America In Transition: Crawling Gotcha: Rel=”Canonical” Creating 404’s or Weird Redirects for Google

Tuesday, October 4, 2016

Crawling Gotcha: Rel=”Canonical” Creating 404’s or Weird Redirects for Google

rel-canonical This issue:

Site crawls tend to be a starting point of a lot of SEO reviews. One thing that I’ve been increasingly running into is Google flagging server response errors to pages the never existed in the first place in Google Search Console but I don’t see the same error when running other crawlers.

One of the ways that Google is finding these pages is not by crawling internal links of a site, rather they’re crawling the link within rel=”canonical”.

Some of the urls you typically see referenced rel=”canonical” in to pages that don’t exist are the following:

+ parameters (including trailing parameters) in canonical
+ double trailing backslashes
+ no trailing backslashes
+ Incorrect protocol (http: vs. https:)

So, Google finding these errors but they may be invisible to you.

How big of a deal is this:

In general, Google ignores incorrect implementations of rel=”canonical”. For smaller sites, this is not significant for larger websites that rely on rel=”canonical” for crawl control this becomes important, especially if you have a lot of duplicate content.

For a large site, this could be a big win over duplicate content with a small project.
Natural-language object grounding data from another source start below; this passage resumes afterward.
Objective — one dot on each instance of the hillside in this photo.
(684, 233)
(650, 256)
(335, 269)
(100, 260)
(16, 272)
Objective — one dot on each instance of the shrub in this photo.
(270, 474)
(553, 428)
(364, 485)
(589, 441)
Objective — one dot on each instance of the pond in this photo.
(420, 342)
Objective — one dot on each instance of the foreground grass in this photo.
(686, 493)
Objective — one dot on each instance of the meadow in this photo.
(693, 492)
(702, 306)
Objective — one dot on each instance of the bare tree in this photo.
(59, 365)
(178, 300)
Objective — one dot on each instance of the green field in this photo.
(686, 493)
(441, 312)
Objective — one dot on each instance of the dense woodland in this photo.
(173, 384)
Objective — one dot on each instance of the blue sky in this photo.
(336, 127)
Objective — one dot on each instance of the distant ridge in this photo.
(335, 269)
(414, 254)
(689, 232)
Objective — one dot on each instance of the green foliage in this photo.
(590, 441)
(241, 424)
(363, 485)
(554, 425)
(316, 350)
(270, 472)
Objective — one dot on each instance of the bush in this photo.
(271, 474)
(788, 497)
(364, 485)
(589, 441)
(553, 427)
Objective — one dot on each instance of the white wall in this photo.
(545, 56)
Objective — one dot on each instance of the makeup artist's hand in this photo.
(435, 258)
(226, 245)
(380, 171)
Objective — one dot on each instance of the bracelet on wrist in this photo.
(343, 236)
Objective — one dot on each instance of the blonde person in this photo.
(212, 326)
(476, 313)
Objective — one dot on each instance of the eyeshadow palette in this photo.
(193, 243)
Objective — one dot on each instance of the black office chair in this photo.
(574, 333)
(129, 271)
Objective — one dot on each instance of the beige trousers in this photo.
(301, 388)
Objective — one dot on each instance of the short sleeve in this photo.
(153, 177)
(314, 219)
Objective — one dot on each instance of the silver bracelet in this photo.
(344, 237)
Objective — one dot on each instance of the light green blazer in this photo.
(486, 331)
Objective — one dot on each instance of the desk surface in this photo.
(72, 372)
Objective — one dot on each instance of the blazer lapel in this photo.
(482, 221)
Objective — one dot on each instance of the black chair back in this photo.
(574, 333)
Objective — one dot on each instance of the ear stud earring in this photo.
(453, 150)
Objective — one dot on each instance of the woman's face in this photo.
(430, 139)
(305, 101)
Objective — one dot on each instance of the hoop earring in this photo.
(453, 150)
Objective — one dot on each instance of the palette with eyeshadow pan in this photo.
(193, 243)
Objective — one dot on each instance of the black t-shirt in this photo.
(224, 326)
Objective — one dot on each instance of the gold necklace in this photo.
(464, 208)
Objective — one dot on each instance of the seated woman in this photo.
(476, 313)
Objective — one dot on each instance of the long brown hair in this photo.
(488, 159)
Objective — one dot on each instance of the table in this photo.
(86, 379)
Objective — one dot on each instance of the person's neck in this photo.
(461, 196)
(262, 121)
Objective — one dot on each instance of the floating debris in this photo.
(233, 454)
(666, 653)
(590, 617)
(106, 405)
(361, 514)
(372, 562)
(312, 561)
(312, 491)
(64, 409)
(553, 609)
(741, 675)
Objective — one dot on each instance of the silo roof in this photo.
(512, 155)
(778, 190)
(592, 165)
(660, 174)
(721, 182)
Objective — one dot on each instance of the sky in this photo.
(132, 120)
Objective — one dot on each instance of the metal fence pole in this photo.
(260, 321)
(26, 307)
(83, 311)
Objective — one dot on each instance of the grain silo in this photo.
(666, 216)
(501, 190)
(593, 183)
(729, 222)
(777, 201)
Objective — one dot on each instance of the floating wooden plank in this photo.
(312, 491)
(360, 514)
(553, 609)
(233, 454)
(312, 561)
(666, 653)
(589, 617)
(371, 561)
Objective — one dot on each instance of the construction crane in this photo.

Although purists may disagree with me, for smaller site without a ton of duplicate content, this is not a big issue.

How to find this issue on your website:

Before you run the check

Since we’re trying to replicate what Google is seeing, there are a bunch of steps to surface this issue. I included the general steps below. It about 30 minutes to generate the report below if you’re familiar with your crawl tool. Also, the method below will work with any modern crawl tool. With that said, if you have specific questions about how to crawl of this issue with the crawler you’re using, feel free to drop me a note in comments.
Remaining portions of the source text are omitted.